I sense, Forrest, that you are on the verge of something very significant in your life, some change, or event that will move you in a different direction, and you must seize the moment, and not let it pass. When I think back on it now, there is something in your eyes, some tiny flash of fire that comes now and then, mostly when you smile, and, on those infrequent occasions, I believe what I saw was almost a Genesis of our ability as humans to think, to create, to be.
This war is not for you, old pal - nor me - and I am well out of it as I'm sure you will be in time. The crucial question is, what will you do? I don't think you're an idiot at all. Perhaps by the measure of tests or the judgment of fools, you might fall into some category or other, but deep down, Forrest, I have seen that glowing sparkle of curiosity burning deep in your mind. Take the tide, my friend, and as you are carried along, make it work for you, fight the shallows and the snags and never give in, never give up. You are a good fellow, Forrest, and you have a big heart.
Your Pal,
DAN
I read over Dan's letter ten or twenty times, an there is things in it I do not understand. I mean, I think I see what he is gettin at, but there is sentences an words that I cannot figger out. Next morning Colonel Gooch come in an say we got to go now, first to Saigon to get me the new uniform that done been sewn up by the twenty gooks last night, then right off to the United States an all that. I shown him Dan's letter an axed him to tell me what exactly it means, an Colonel Gooch look it over an han it back an say, "Well, Gump, it is pretty plain to me he means that you had better the hell not fuck up when the President pins the medal on you."
Chapter Eight
We be flyin high over the pacific ocean, an colonel Gooch is tellin me what a great hero I am going to be when we get back to the United States.
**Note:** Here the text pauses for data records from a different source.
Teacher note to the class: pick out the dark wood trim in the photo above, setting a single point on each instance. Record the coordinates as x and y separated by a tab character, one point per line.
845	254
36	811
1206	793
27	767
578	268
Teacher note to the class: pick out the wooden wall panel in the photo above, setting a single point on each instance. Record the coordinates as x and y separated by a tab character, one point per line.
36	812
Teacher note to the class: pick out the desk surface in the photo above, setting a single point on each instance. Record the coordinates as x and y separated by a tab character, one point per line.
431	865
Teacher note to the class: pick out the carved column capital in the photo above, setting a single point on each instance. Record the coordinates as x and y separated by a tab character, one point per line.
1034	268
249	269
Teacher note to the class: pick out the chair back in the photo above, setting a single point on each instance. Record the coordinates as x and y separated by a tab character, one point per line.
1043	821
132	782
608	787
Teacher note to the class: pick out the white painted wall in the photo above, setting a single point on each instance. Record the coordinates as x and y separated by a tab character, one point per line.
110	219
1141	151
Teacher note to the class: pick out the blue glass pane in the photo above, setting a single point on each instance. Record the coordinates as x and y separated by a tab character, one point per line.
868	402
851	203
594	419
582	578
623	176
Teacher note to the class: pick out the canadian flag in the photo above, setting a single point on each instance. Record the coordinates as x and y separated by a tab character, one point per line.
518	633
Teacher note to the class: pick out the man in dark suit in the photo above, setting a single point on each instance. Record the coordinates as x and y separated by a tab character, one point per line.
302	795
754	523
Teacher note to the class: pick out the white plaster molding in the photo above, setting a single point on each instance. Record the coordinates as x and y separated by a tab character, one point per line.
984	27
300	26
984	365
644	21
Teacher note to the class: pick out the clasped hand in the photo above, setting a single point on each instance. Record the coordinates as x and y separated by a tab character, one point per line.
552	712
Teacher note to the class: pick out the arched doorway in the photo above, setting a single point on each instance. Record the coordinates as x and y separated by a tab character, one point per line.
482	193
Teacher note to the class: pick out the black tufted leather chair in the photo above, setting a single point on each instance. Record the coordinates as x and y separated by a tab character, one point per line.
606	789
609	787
He say people will turn out for parades an shit an I will not be able to buy mysef a drink or a meal on account of everbody else will be wantin to do it for me. He also say that the Army is gonna want me to go on a tour to drum up new enlistments an sell bonds an crap like that, an that I will be given the "royal treatment." In this, he is correct.
When we land at the airport at San Francisco, a big crowd is waiting for us to get off the plane. They is carryin signs an banners and all. Colonel Gooch look out the winder of the plane an say he is suprised not to see a brass band there to greet us. As it turn out, the people in the crowd is quite enough.
First thing that happen when we come off the plane is the people in the crowd commence to chantin at us, an then somebody thowed a big tomato that hit Colonel Gooch in the face. After that, all hell break loose. They is some cops there, but the crowd busted thru an come runnin towards us shoutin an hollerin all kinds of nasty things, an they is about two thousan of them, wearing beards an shit, an it was the mos frightenin thing I have seen since we was back at the rice paddy where Bubba was kilt.
Colonel Gooch is tryin to clean the tomato off his face an act dignified, but I figger, the hell with that, cause we is outnumbered a thousan to one, an ain't got no weapons to boot. So I took off runnin.